Welcome to the blog of Melanie McDonald ! I'm a professional artist, my life is divided between my home in Newquay, Cornwall and my renovation project - an 18th Century farm - in North Brittany, France. My inspiration comes from the beautiful beaches, skies and seas of Cornwall, Brittany and Scotland. This is where I share my paintings and photographs, I hope it inspires you.

May 03, 2013

Brignogan Plages - extraordinary and magical rocks

'There's the Ram and Lamb,' said Billy, pointing at two rocks just beyond the narrows. The water swilled over them.

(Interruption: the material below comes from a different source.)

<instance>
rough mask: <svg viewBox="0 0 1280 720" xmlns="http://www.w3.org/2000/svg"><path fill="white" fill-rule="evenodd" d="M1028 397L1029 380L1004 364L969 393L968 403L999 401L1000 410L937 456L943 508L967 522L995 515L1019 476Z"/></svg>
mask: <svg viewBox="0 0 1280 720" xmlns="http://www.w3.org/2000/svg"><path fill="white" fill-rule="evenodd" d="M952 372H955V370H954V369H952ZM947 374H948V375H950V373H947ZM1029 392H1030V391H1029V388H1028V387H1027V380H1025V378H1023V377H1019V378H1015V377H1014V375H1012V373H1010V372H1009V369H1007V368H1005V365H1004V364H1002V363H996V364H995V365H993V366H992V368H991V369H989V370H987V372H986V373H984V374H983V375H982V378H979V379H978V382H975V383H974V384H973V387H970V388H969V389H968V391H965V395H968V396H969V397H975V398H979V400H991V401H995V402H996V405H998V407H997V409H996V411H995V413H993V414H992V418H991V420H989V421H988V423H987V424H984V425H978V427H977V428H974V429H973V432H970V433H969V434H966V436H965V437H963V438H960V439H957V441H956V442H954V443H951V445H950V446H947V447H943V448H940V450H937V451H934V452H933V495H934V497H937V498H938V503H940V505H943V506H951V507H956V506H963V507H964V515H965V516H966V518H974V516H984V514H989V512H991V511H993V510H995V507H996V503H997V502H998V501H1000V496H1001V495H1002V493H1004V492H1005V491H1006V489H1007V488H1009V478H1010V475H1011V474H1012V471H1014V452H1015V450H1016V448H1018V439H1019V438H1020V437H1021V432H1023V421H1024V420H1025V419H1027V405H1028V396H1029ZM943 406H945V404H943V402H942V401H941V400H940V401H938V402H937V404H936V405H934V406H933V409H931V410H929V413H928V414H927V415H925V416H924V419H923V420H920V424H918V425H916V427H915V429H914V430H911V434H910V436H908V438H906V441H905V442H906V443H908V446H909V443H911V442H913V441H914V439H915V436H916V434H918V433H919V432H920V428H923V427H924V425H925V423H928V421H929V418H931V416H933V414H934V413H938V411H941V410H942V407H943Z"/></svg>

'I like it,' said Quoyle, 'that the rocks have names.  There's one down off Quoyle's Point - '

'Oh, ay, the Comb.'
'That's it, a jagged rock with points sticking up.'

'Twelve points onto that rock.  Or used to be.  Was named after the old style of brimstone matches.  They used to come in combs, all one piece along the bottom, twelve to a comb.  You'd break one off.  Sulfur stink.  They called them stinkers - a comb of stinkers.  Quoyle's Point got quite a few known sunkers and rocks.  There's the Tea Buns, a whole plateful of little scrapers half a fathom under the water, off to the north of the Comb.  Right out the end of the point there's Komatik-Dog.  You come on it just right it looks for all the world like a big sled dog settin' on the water, his head up, looking around. They used to say he was waiting for a wreck, that'd he'd come to life and swim out and swallow up the poor drowning people.'

Excerpt from The Shipping News by E. Annie Proulx

These are photos of some of the rocks on Brignogan Plages in remote northwest Brittany near where I live.  Do these extraordinary rock formations have names, I wonder?  The story is that this is a wreckers' coast,  Breton sailors must have known and named them ....  Great pilings of rock upon rock, created by Nature, formed by the forces of water and wind.  These strange and excessive rocks are like prehistoric animals or megaliths ....  

Tell us your names ....


My name for the rock above is 'La Baleine de Peintre' ....



P.S. The famous English surrealist Eileen Agar, named this rock 'Bum Thumb', when she took this photo in Ploumanach in 1936, (another place in Brittany famous for its rocks).